Arrested recently and awaiting trial for murder: John Wayne Lewis, 59 (McAlester, Okla., June); Kenneth Wayne Beck, 34 (Warren County, Mo., June); Timothy Wayne Coalson, 44 (Senoia, Ga., July); Charles Wayne Thomas Jr., 22 (Dallas, July); Ira Wayne Cloniger (Washington, Va., July); John Wayne Thomson, 46 (arrested in Victorville, Calif., on a Washington warrant, August). Pleaded guilty to murder: Michael Wayne Nelson, 23 (Palatka, Fla., August). Executed for murder: Darrell Wayne "Gator" Ferguson, 28 (Dayton, Ohio, August). Committed suicide after escaping from a halfway house: convicted murderer David Wayne Nelson, 42 (Anchorage, Alaska, June).

Huang Chunyi, 94, of Taiwan, told a reporter from China Daily in May that the secret to his longevity is that he likes to look at photographs of pretty women every day, and he showed off his collection of 100,000 that he has amassed from newspapers and magazines over the last 20 years. His favorites are Cameron Diaz, Penelope Cruz and Chinese model Chiling Lin. "I hope these scrapbooks will become family heirlooms," he said, "so that my grandchildren can get a look at them."

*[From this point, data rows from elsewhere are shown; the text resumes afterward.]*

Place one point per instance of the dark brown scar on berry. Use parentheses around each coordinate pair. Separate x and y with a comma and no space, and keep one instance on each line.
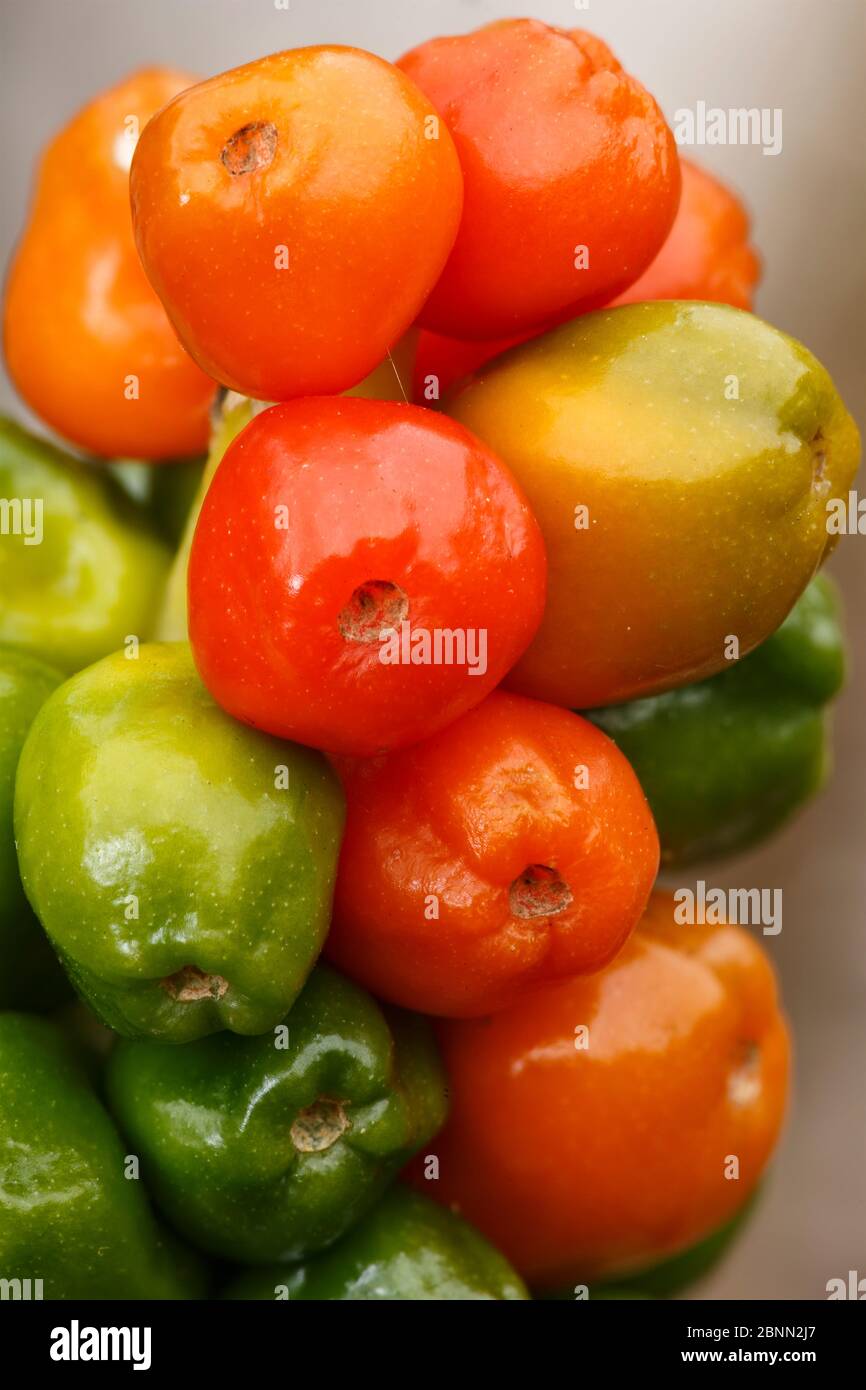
(538,893)
(819,460)
(250,148)
(374,608)
(320,1126)
(189,984)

Least Competent Bail Bondsman: That would be the unidentified bondsman who bailed out identity-thief suspect Thomas Samuel in Santa Cruz, Calif., last year on Samuel's bogus check for $9,800 (after rejecting as bogus an earlier Samuel check for $3,200). Least Competent Lawyer: Ms. Knovack Jones pleaded guilty in Miami in July to ripping off a client for $300,000, though admitting that she lost most of that money in a Nigerian e-mail scam. (Said Jones, "He had a contract with the government (for) $38.6 million, and he needed my (help).")

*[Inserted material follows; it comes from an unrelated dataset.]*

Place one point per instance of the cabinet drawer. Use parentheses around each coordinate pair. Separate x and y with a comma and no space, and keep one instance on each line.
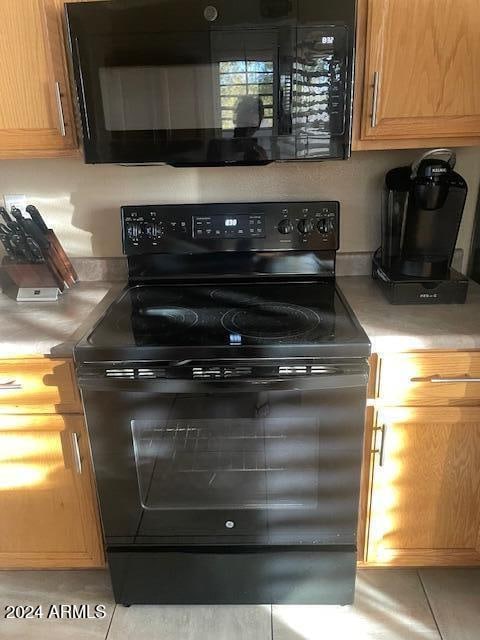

(1) Eduardo Gonzalez, 18, was arrested and charged as the one who shot an Orlando, Fla., man to death in March for spilling beer on him in a bar. In August, the price of life went down even further when, according to police, Gonzalez put out hit contracts on five witnesses to the original shooting, which would have brought the total to six dead over one spilled beer, except (as is often the case) the "hit man" was an undercover cop. (2) A 34-year-old man was killed in Hollywood, Fla., in June after refusing to pay $80 for a $78 towing bill (he demanded $2 change, which the driver did not have), then jumping on the truck to challenge the driver and eventually falling underneath it to his death.

Eighty such themes have occurred so frequently that they have been "retired from circulation" since News of the Weird began publishing in 1988, and for the next few months, they'll be reviewed here.

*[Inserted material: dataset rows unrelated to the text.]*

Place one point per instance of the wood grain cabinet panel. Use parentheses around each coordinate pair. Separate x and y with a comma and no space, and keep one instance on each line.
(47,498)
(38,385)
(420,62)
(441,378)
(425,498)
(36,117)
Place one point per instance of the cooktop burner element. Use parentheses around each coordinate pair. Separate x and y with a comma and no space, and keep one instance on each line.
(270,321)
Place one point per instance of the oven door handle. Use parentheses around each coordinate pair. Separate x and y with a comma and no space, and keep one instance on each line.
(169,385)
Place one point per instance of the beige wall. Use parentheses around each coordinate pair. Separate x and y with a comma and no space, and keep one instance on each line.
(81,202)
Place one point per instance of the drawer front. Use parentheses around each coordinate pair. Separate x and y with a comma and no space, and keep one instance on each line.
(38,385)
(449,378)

Too many pranksters nowadays kidnap school or business mascots (like inflatable Ronald McDonalds) and vandalize them or hold them for ransom. Some libraries do have policies to have patrons arrested for long-overdue library books. The incidence of fires increases as smokers hooked up to an oxygen supply simply must feed their habit. And gasoline thieves who work at night need to check the tank somehow to see how full it is, and all they brought with them are matches or a lighter. These stories used to be weird, but let's face it: no longer.